Nervenduelle im Spitzenspiel der Schach-Bundesliga

Immer , wenn es ernst wird, kommt Viswanathan Anand. Am Wochenende war es wieder so weit, der OSC Baden-Baden ließ das indische Schachgenie nach Hamburg einfliegen. Dort saß Anand in der provisorisch zu einem Spielsaal umgebauten Kantine eines Versicherungshauses und sollte im Spitzenkampf der Bundesliga punkten. Baden-Baden gegen Werder Bremen. Erster gegen Zweiter. Titelfavorit gegen Titelverteidiger.

In den vergangenen drei Jahren hatte Anand 25 Partien für den OSC gespielt – und keine verloren. Diese Serie schien auch gegen Bremens britischen Topmann Luke McShane zu halten. Mit der gewohnten Leichtigkeit hatte er den Oxford-Studenten, der in der Weltrangliste über 100 Plätze hinter ihm steht, zunächst überspielt. „Ich stand wohl auf Gewinn. Aber was dann passiert ist, kann ich mir nicht erklären“, rätselte Anand hinterher.

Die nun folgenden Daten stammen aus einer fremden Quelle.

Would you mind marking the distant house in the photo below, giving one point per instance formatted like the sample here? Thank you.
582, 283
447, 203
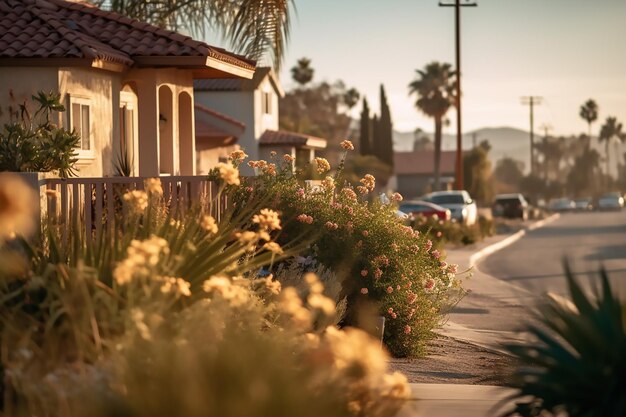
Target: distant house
255, 104
216, 137
414, 172
127, 85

Nach fünf Stunden Spielzeit waren die Spuren eines aus der Kontrolle geratenen Kampfes sichtbar geworden. Auf dem Schachbrett fehlte Anand ein Läufer, und seine sonst sorgsam gescheitelten schwarzen Haare wirkten nun punkig, vom vielen Raufen. Doch als McShane im 67. Zug seinen Freibauern vorschob, begannen Anands Augen wieder zu leuchten. Der Brite war in die letzte Falle getappt. Blitzschnell schüttelte Anand eine Kombination aufs Brett und rettete sich in ein Remis, das den Seinen immerhin ein 4:4-Unentschieden sichern sollte (siehe Notation in der Rubrik „Zahlen“).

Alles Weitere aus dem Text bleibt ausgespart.